I did some more experiments with the Lagrange solver. It seems that the

angular characteristic of an orbit changes dramatically if the frame

rotation speed is changed non-constantly with significance. However the

min and max radii remain unchainged (although varying widely in

precession angle).

Alternatively I added the spin connectionterm (12) of note 413(5) to the

radial equation of motion, with the spin connection defined by (15).

Then the constant of motion gets additional terms but is preserved.

Interestingly, now a shrinking of orbits takes place. Contrary (?) to

the analytical results, the spin connection in the equations of motion

seems to be the essential term for producing shrinking orbits. A pure

frame rotation alone only gives precession.
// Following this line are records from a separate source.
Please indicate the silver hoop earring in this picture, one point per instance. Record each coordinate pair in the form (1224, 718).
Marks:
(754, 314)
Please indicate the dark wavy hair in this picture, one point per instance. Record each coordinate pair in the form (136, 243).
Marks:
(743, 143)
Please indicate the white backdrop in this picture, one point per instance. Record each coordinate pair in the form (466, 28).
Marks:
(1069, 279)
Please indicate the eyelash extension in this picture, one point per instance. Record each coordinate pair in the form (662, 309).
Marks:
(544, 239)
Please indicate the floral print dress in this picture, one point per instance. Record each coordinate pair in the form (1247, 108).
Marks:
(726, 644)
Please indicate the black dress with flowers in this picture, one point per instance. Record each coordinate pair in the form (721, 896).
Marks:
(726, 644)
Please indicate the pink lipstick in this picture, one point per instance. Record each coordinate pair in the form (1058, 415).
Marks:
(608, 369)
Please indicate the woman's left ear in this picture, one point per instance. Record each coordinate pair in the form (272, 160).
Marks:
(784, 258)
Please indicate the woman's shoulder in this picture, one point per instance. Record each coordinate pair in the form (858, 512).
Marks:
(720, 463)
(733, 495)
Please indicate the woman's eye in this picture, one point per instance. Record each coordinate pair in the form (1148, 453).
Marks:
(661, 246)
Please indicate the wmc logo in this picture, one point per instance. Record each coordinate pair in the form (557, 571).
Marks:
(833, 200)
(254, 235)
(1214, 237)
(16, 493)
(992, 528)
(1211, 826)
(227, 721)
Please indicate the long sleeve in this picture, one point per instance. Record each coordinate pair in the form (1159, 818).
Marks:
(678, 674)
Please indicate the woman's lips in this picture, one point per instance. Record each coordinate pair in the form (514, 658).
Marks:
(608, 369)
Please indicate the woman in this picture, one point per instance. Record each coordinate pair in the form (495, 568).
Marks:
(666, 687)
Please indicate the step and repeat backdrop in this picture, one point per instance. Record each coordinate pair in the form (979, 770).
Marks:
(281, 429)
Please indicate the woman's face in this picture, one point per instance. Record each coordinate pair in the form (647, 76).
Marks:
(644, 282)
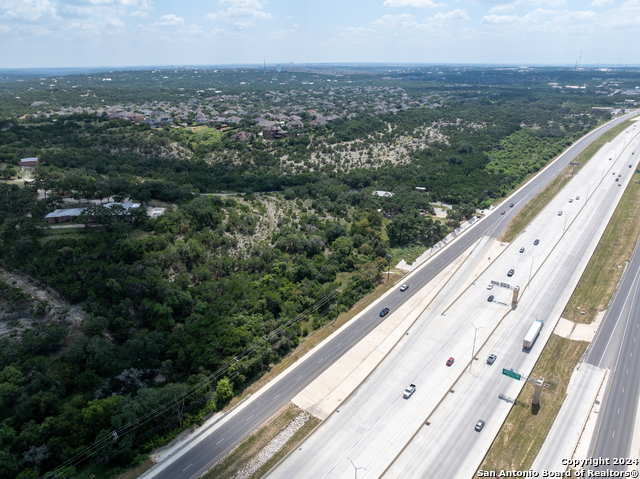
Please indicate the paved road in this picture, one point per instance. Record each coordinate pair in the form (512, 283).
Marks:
(620, 334)
(206, 453)
(375, 423)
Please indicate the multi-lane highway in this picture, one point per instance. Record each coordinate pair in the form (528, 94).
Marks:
(197, 459)
(374, 425)
(617, 347)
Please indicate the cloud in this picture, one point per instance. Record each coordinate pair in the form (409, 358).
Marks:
(283, 33)
(412, 3)
(456, 15)
(30, 10)
(498, 19)
(170, 21)
(503, 8)
(404, 21)
(243, 13)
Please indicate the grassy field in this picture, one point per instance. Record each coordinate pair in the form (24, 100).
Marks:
(252, 445)
(537, 203)
(526, 428)
(600, 278)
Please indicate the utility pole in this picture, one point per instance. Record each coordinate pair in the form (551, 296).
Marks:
(356, 468)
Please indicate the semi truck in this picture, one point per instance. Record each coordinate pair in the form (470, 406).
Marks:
(532, 334)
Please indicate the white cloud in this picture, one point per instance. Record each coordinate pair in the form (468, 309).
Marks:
(30, 10)
(503, 8)
(412, 3)
(404, 21)
(456, 15)
(550, 3)
(243, 13)
(170, 21)
(499, 19)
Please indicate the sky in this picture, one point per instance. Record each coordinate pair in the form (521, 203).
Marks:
(93, 33)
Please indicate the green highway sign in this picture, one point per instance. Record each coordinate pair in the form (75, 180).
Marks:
(511, 374)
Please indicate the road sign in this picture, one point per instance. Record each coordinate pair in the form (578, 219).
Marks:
(511, 374)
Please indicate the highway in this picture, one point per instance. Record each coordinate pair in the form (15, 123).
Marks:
(617, 343)
(375, 423)
(195, 460)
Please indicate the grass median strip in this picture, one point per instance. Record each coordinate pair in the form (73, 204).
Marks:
(542, 199)
(526, 428)
(602, 274)
(267, 445)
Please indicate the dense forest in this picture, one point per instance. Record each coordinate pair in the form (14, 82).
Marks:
(184, 310)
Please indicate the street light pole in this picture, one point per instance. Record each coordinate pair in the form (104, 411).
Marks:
(356, 468)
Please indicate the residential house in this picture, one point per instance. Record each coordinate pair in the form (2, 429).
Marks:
(241, 136)
(274, 133)
(201, 118)
(29, 162)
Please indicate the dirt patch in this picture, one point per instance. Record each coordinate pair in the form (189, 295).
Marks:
(259, 452)
(38, 304)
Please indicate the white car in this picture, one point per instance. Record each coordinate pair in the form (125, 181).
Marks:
(409, 391)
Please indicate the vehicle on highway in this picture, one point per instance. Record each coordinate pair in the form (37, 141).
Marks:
(532, 334)
(409, 391)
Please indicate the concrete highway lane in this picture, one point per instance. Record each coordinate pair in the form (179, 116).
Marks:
(615, 431)
(197, 459)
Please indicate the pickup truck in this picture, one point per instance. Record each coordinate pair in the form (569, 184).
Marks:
(409, 391)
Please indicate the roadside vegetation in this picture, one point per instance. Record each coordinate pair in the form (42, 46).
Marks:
(246, 452)
(526, 427)
(600, 279)
(204, 301)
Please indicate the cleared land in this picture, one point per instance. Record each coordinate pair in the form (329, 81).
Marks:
(601, 277)
(526, 427)
(242, 455)
(538, 202)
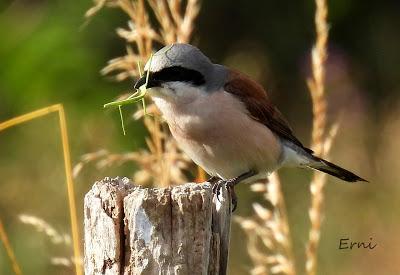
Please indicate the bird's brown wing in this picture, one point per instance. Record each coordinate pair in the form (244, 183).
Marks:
(259, 106)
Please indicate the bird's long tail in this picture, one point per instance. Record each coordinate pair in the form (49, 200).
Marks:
(333, 170)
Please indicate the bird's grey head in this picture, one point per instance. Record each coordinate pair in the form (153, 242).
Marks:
(182, 65)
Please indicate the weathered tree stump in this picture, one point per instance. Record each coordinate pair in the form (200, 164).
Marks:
(177, 230)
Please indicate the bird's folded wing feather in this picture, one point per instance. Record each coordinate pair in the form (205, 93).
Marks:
(259, 106)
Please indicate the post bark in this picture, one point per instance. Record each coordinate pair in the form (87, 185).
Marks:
(173, 231)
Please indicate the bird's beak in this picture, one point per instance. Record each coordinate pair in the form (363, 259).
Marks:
(151, 82)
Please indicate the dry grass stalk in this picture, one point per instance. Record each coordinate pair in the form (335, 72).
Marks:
(59, 109)
(163, 164)
(269, 242)
(320, 144)
(55, 237)
(44, 227)
(10, 252)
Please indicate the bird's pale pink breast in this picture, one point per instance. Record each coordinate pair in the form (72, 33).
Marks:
(218, 134)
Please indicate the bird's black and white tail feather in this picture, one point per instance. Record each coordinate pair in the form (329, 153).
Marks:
(333, 170)
(300, 156)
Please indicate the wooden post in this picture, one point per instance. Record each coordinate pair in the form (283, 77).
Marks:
(173, 231)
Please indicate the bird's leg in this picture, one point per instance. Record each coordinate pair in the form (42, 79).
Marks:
(230, 185)
(213, 180)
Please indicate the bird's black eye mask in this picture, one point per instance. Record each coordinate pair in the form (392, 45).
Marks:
(178, 73)
(170, 74)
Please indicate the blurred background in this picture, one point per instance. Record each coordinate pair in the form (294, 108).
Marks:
(50, 54)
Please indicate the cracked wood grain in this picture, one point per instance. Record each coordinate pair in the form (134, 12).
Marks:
(178, 230)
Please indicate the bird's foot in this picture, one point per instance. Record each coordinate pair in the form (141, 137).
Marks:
(213, 179)
(230, 186)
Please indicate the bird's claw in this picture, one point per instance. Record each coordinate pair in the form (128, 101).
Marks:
(230, 186)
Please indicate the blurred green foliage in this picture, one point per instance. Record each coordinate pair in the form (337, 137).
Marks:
(49, 54)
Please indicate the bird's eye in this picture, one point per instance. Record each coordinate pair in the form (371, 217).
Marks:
(178, 73)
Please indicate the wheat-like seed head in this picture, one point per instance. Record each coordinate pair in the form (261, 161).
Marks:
(268, 237)
(163, 163)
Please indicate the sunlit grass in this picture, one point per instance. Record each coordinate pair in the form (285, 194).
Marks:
(59, 109)
(9, 250)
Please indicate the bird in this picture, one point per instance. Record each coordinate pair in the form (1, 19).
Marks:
(224, 121)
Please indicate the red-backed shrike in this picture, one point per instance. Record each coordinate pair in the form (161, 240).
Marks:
(224, 121)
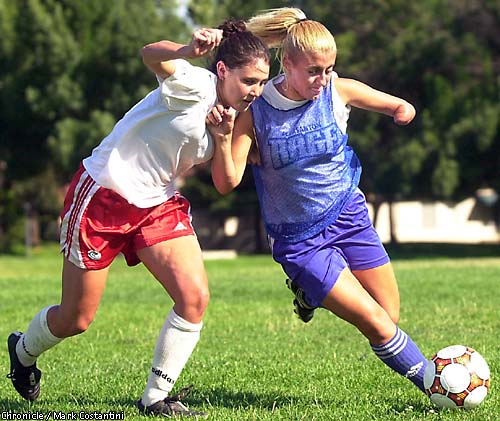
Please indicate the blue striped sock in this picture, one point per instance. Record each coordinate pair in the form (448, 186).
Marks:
(403, 356)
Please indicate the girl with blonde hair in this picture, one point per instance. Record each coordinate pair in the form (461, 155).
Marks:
(307, 182)
(123, 199)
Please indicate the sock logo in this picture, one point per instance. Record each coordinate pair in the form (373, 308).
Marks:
(413, 371)
(162, 375)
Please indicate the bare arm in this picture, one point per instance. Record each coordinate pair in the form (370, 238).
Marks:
(232, 144)
(159, 56)
(363, 96)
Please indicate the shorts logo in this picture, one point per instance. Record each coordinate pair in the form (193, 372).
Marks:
(94, 255)
(180, 226)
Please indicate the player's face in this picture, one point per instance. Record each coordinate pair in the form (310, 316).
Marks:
(239, 87)
(307, 74)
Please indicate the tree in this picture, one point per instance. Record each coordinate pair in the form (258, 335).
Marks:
(69, 70)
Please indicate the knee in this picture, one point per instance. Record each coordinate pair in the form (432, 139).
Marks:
(378, 327)
(192, 305)
(70, 326)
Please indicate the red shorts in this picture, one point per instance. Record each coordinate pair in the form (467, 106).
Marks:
(98, 223)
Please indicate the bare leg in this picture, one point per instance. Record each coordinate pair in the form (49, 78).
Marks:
(81, 294)
(349, 300)
(381, 284)
(178, 266)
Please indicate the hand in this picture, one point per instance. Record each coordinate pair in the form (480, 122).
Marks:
(204, 40)
(404, 114)
(253, 157)
(220, 121)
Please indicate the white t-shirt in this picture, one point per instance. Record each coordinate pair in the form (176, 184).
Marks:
(158, 139)
(274, 97)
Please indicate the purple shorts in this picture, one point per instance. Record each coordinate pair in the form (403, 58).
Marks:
(316, 263)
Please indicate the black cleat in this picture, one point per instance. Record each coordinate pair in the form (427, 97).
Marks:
(171, 407)
(26, 380)
(304, 311)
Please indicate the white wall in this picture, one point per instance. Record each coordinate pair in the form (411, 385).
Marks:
(465, 222)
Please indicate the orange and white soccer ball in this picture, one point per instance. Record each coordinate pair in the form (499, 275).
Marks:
(457, 377)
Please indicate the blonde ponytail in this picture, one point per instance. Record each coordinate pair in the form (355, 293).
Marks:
(289, 29)
(272, 25)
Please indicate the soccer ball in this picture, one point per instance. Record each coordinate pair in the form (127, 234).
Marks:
(457, 377)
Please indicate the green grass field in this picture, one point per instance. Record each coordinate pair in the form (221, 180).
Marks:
(255, 360)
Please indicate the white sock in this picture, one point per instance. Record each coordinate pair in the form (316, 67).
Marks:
(174, 346)
(37, 339)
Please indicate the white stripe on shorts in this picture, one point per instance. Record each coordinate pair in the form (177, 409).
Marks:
(70, 225)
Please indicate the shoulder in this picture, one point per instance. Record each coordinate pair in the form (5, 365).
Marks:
(188, 83)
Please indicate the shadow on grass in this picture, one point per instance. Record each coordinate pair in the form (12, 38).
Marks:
(440, 250)
(201, 398)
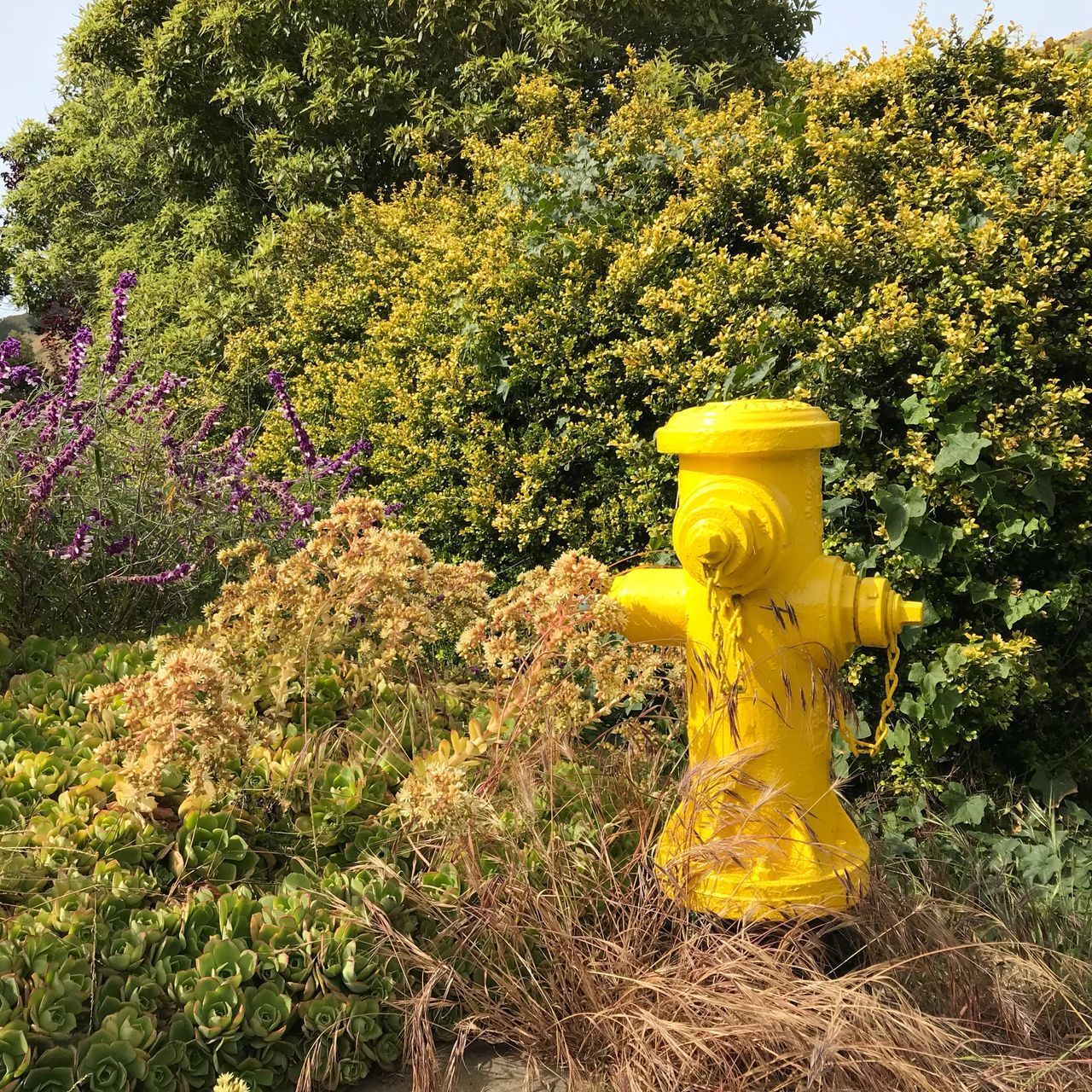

I am not sure if we can accept this result. If yes, it would mean that

classical frame rotation is not sufficient for shrinking orbits. The

ECE2 spin connection is the reason. This is another proof that ECE2

covariant theory alone is able to explain th behaviour of the

Hulse-Taylor pulsar. My interpretation is, that the companion star

distorts spacetime significantly (and vice versa) so that this effect

appears. In central systems with M>>m this is nearly not the case. Also

radial models could be developed, I have already developed the equations

for these.

The question is how we cope with this result. Nonsense? New insight?

Worth a successive paper with this topic?